You cannot rationally have it both ways. If God can interact with and affect humanity in tangible self-directed ways, then it's a childish idea akin to Santa since there is zero evidence that this has happened. If God can be rationally believed to exist, then he either cannot or does not choose to interact with humanity and so should be utterly irrelevant to our existence, since we can know absolutely nothing about what he is like or what he wants from us.

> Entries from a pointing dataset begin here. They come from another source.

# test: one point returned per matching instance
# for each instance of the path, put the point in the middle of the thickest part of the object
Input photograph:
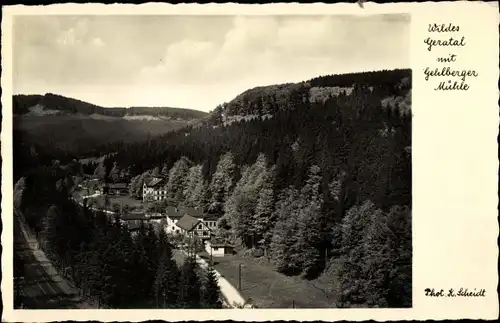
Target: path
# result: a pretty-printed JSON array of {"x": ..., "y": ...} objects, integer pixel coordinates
[
  {"x": 231, "y": 294},
  {"x": 43, "y": 286}
]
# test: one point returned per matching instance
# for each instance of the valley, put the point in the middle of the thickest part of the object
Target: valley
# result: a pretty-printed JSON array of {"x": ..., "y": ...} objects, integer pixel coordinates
[{"x": 304, "y": 181}]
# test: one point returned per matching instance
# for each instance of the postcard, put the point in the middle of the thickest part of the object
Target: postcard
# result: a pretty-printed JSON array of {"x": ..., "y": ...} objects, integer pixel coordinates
[{"x": 250, "y": 162}]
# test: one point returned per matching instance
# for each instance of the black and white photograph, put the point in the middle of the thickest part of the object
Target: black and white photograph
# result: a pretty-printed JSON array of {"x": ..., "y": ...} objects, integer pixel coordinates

Santa or irrelevant. There is no other option. If you want to believe in that undefined ineffable love force, go right ahead. The minute though you start thinking it's talking to you, or wants you to do anything, even anything benign, or that it has any immanent effect at all, then it's bye-bye sanity and hello risibility. But that's not how our candidates speak. How would a divine love force "bless America", uttered in nigh every political speech? Are we uniquely or predominately loving or lovable? If we were to become so would it not simply be human emotions given a quasi-anthropomorphized personal image? You know damn well that in public at least our candidates must profess belief not in an impersonal force but in a silly SuperSanta who, despite all evidence to the contrary, takes a special interest between the imaginary lines between Canada and Mexico. Yes they absolutely should be laughed off the stage for that belief, but religious privilege reigns supreme in the US.